We
can turn on the cable news channels. We can scan the internet. We can read the
papers, listen to the radio, and scroll through the barrage of tweets, posts
and snaps.
In this age of information overload,
the messages before us exceed the time we have available. With that in mind, another
option beckons: Walking outside, starting an outdoor project, and letting the
world come to us.
For the past few weeks, I’ve spent a
number of days standing on the hill in front of my home, trying to take down a
tree stump that’s been in place since we had our giant oak tree removed four
years ago. The stump was four feet tall from the front, and at least three feet
in diameter (I forgot to measure before I started hacking away at it).
I have pretty bad allergies, so a
chain saw was not in the cards for me. And as a teacher who isn’t working this
summer, I didn’t want to spend more money hiring someone to do the work. So I gave
it a shot, and used all kinds of tools – an ax, a hatchet, a sledgehammer and
wedge, two handsaws, a shovel.
Call me what you wish – stubborn, naïve,
a glutton for punishment. Guilty as charged on all accounts. But I can tell you
that in my days chipping away at this stump, I learned some cool things about the
world, from a different angle.
Up on the hill that fronts our
house, I was visible to all who passed by. As a result, many people had things
to say from the road and sidewalk.

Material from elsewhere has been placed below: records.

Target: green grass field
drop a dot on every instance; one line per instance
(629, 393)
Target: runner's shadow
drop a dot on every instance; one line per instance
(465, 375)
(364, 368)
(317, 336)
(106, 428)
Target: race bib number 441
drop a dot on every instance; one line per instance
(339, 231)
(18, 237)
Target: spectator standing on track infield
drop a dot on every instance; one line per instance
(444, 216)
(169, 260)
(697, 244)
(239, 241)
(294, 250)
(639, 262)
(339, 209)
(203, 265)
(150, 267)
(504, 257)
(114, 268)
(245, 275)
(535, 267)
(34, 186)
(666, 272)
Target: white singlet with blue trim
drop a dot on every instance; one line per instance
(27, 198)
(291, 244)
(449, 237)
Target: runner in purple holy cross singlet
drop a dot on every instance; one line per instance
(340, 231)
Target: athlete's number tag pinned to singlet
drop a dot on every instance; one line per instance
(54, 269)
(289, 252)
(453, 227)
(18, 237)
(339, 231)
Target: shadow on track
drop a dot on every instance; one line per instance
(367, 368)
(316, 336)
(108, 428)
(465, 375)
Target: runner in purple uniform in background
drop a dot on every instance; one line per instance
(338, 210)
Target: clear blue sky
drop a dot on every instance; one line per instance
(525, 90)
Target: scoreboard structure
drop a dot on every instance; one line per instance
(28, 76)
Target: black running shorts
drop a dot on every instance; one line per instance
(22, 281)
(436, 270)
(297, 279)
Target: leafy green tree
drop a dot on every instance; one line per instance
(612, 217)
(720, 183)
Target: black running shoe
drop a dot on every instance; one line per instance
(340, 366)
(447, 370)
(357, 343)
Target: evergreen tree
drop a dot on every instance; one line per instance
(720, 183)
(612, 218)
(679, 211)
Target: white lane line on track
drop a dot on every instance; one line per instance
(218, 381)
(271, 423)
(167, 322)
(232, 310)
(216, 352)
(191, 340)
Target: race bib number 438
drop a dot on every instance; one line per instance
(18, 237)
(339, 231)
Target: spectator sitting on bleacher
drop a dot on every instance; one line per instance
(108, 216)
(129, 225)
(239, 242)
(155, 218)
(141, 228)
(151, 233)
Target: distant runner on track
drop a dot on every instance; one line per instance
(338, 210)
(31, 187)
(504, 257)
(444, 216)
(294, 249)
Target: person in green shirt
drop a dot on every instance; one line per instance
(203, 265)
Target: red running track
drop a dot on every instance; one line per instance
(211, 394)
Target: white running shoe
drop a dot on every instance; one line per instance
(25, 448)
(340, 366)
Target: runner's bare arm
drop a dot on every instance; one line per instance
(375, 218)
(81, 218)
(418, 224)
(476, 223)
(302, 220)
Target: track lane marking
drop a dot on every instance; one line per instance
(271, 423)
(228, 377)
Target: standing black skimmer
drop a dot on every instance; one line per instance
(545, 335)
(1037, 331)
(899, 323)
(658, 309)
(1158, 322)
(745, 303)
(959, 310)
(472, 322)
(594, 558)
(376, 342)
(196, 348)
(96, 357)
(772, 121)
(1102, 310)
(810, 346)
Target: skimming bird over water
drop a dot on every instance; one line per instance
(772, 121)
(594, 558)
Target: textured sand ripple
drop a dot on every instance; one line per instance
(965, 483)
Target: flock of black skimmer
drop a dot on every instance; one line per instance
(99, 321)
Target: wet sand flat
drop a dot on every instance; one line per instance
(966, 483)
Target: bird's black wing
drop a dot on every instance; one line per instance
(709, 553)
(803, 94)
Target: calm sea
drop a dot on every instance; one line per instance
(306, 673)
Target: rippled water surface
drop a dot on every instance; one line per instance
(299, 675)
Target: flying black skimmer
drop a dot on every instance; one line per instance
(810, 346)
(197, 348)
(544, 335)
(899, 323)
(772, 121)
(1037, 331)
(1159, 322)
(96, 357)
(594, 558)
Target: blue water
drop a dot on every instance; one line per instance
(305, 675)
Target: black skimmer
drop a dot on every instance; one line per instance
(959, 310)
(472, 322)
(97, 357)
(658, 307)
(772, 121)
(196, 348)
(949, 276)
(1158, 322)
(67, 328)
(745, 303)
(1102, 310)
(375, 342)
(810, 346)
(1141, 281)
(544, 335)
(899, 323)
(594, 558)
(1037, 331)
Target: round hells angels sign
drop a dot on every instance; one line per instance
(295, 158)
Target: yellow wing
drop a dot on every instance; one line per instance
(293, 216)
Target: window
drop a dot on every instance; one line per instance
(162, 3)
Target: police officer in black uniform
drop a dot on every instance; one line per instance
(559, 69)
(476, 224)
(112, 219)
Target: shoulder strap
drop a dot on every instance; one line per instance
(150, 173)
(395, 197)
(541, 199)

First there were the people on my block –
the next-door neighbor who told me I had no chance of getting that down, then
gave me an ax to borrow when he saw I wasn’t giving up. The other next-door neighbor
who offered me burgers from her grill. And the neighbor who walked by with his
dog and said, “If you need a real ax,
let me know.”
As laborers passed by during the day,
some wanted to chat. There was the Verizon man who stopped his truck in the
middle of the road and told me I’d be there for 30 years. There was the man
walking home from work who shook his head, looked over his shoulder and said, “Three
years, man.” The trash collector, public-works truck driver, and landscaper all
had advice as well, and the landscaper handed me his business card.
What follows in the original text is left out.